La NASA a officiellement reporté son objectif ambitieux d’atterrir des astronautes sur la Lune jusqu’en 2028, déplaçant l’objectif vers la mission Artemis IV. Ce changement, annoncé vendredi, représente un recalibrage important du calendrier d’exploration lunaire de l’agence. Le plan initial d’Artemis III, prévu pour 2027, servira désormais de vol d’essai préparatoire au lieu d’une véritable tentative d’atterrissage.
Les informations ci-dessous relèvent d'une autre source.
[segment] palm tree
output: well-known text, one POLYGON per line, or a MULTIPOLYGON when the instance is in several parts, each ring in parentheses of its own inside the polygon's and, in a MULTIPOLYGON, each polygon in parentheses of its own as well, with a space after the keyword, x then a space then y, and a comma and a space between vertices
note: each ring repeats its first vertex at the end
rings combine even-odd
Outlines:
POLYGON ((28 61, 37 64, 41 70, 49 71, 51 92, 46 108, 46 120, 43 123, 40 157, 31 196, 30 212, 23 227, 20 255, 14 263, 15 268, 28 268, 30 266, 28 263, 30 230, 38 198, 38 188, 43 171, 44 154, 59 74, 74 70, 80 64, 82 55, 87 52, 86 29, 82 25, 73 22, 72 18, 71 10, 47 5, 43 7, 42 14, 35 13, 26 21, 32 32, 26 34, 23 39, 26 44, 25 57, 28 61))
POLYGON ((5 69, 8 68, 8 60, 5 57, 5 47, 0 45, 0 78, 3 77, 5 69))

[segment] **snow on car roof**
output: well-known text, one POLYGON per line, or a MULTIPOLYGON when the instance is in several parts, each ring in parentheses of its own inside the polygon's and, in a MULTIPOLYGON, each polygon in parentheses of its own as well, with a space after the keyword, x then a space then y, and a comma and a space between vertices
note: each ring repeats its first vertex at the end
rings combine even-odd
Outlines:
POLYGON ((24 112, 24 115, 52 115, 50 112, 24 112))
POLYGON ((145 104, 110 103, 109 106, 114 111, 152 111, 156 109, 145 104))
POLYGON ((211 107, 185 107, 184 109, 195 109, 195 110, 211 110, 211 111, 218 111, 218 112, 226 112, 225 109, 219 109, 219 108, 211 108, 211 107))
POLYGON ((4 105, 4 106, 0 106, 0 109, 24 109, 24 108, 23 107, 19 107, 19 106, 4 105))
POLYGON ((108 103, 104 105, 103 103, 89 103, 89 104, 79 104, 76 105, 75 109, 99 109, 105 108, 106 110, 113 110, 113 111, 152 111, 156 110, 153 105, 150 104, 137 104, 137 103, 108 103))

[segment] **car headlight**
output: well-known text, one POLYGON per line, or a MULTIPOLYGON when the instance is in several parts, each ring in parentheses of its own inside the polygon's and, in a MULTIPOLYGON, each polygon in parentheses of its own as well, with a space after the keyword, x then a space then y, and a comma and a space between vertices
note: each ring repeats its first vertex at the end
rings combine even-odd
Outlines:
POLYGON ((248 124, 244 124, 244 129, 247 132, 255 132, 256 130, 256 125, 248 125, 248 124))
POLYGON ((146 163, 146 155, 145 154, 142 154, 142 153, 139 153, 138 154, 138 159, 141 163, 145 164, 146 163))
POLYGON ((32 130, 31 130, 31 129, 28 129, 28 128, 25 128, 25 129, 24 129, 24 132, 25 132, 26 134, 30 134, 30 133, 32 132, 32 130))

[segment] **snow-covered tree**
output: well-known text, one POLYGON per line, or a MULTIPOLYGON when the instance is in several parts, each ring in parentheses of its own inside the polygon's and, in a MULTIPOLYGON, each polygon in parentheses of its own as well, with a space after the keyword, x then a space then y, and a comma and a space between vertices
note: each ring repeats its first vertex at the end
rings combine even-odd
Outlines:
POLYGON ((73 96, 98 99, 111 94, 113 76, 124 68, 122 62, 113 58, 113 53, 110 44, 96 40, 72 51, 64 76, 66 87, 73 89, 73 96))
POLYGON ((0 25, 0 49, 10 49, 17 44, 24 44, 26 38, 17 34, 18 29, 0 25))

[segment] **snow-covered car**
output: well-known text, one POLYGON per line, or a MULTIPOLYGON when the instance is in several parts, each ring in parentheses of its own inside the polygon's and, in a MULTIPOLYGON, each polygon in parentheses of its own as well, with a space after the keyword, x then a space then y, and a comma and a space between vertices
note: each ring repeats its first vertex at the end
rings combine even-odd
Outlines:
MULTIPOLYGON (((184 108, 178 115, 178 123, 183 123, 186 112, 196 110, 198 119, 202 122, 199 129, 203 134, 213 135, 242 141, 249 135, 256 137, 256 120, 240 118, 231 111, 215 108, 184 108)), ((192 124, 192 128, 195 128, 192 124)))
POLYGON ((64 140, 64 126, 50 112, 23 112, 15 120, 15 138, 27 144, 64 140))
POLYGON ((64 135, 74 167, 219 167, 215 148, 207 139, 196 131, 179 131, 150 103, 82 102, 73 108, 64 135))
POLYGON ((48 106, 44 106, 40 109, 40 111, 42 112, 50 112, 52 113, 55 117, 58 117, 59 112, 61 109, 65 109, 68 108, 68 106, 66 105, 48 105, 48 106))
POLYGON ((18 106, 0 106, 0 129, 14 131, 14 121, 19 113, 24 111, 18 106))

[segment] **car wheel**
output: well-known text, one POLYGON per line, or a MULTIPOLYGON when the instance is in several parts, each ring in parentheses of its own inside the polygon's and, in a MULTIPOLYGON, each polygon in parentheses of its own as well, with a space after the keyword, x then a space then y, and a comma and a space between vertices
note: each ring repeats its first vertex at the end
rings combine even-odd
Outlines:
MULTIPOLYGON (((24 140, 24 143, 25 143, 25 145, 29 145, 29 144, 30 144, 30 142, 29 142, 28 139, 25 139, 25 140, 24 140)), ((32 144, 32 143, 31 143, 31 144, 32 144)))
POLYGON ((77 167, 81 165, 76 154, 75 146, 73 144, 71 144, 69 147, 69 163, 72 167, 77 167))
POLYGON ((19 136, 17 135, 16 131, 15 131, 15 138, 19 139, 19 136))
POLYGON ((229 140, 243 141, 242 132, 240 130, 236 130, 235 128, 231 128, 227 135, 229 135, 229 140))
Les problèmes de sécurité entraînent la révision du calendrier
Le retard découle d’évaluations critiques de la sécurité menées par l’Aerospace Safety Advisory Panel (ASAP) de la NASA. Un rapport récent a signalé des niveaux de risque inacceptables associés à la mission Artemis III originale. L’ASAP a averti que tenter trop d’objectifs sans précédent au cours d’un seul lancement créait un niveau insoutenable de pression technique, opérationnelle et de calendrier. Cela signifie que la NASA a reconnu que précipiter la mission aurait pu entraîner un échec, voire une catastrophe.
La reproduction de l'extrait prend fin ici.